7. In case a situation occurs between parties which is not regulated in these general conditions, then this situation has to be judged to the strain of these general conditions.
8. In case DGF does not always demand strict adherence to these conditions, this doesn’t mean that conditions of it are not applicable, or that DGF would loose in any amount the right to demand in other cases the exact adherence of the stipulations of these conditions.
section 2 Tenders and offers
1. All tenders and offers of DGF are not binding, unless a period of acceptance is been stated in the tender. In case no acceptance period is not been stated, it is not possible to be entitled on any right in any way on basis of the tender or offer, in case the service or product to which the tender or offer refers to is not available anymore in the meantime.
2. DGF cannot be held to its tenders or offers in case the Client can reasonably understand that the tenders or offers, or a part part of it, contains an obvious error or slip of writing.

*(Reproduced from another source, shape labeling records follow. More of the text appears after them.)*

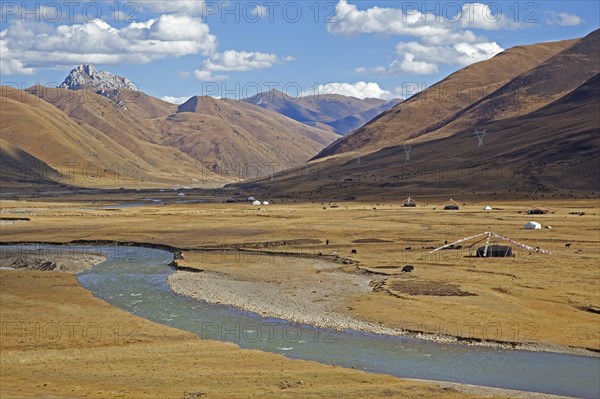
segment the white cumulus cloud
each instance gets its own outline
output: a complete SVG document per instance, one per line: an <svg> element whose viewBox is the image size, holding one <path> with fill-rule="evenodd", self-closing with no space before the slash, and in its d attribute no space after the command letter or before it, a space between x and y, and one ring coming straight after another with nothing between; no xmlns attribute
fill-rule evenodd
<svg viewBox="0 0 600 399"><path fill-rule="evenodd" d="M205 82L215 82L219 80L227 80L229 78L227 75L213 75L212 71L203 71L201 69L196 69L194 71L194 77Z"/></svg>
<svg viewBox="0 0 600 399"><path fill-rule="evenodd" d="M454 5L454 15L421 12L421 3L405 7L374 6L359 10L348 0L339 0L337 12L327 29L337 35L362 33L414 37L411 42L396 46L398 59L387 66L359 67L360 74L394 75L432 74L442 64L466 66L493 57L504 49L494 41L477 35L473 29L518 29L522 24L512 21L497 3L466 3Z"/></svg>
<svg viewBox="0 0 600 399"><path fill-rule="evenodd" d="M276 54L261 53L258 51L227 50L215 53L204 62L203 69L207 71L236 71L245 72L254 69L271 68L287 60Z"/></svg>
<svg viewBox="0 0 600 399"><path fill-rule="evenodd" d="M365 98L380 98L383 100L391 100L396 98L389 90L382 89L375 82L356 82L356 83L327 83L313 87L310 90L302 92L301 97L324 95L324 94L339 94L342 96L356 97L361 100Z"/></svg>
<svg viewBox="0 0 600 399"><path fill-rule="evenodd" d="M142 11L155 13L181 13L186 15L201 14L204 0L136 0L128 3L130 7L138 7Z"/></svg>
<svg viewBox="0 0 600 399"><path fill-rule="evenodd" d="M166 101L171 104L181 105L184 102L186 102L187 100L189 100L190 97L191 96L187 96L187 97L164 96L164 97L161 97L161 100Z"/></svg>
<svg viewBox="0 0 600 399"><path fill-rule="evenodd" d="M293 57L280 57L277 54L259 51L227 50L214 53L202 64L202 68L194 71L198 80L225 80L227 75L216 75L216 72L247 72L257 69L272 68L275 64L293 61Z"/></svg>
<svg viewBox="0 0 600 399"><path fill-rule="evenodd" d="M200 19L161 15L115 28L102 20L50 25L14 21L0 33L3 74L79 63L146 64L166 57L209 55L217 38Z"/></svg>
<svg viewBox="0 0 600 399"><path fill-rule="evenodd" d="M501 9L497 9L497 6L467 3L461 9L455 7L455 15L436 15L428 11L421 12L420 4L408 3L404 10L379 6L359 10L355 4L348 3L348 0L339 0L335 16L328 22L327 29L338 35L383 33L426 38L467 34L461 28L498 30L521 27L519 23L511 21Z"/></svg>
<svg viewBox="0 0 600 399"><path fill-rule="evenodd" d="M548 11L547 15L546 23L548 25L576 26L583 23L581 17L568 12Z"/></svg>
<svg viewBox="0 0 600 399"><path fill-rule="evenodd" d="M357 73L373 75L432 74L439 71L439 64L467 66L487 60L504 51L496 42L456 43L454 45L432 46L418 42L400 42L396 53L401 60L393 61L387 68L356 68Z"/></svg>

3. The prices mentioned in a tender or offer are without VAT and other governmental levies, possible costs to make in the frame of the agreement, travel- and lodging-, shipping- and administrationcosts included, unless mentioned differently.
4. In case the acceptance (based on underlying points or not) deviates from the offer, included in the tender or offer then DGF is not bound by it. The agreement will then not be established according to these deviating acceptance , unless DGF states differently.
5. A composed quotation does not obligate DGF to the performance of a part of the order for a corresponding part of the mentioned price. Offers and tenders don’t automatically apply to future orders.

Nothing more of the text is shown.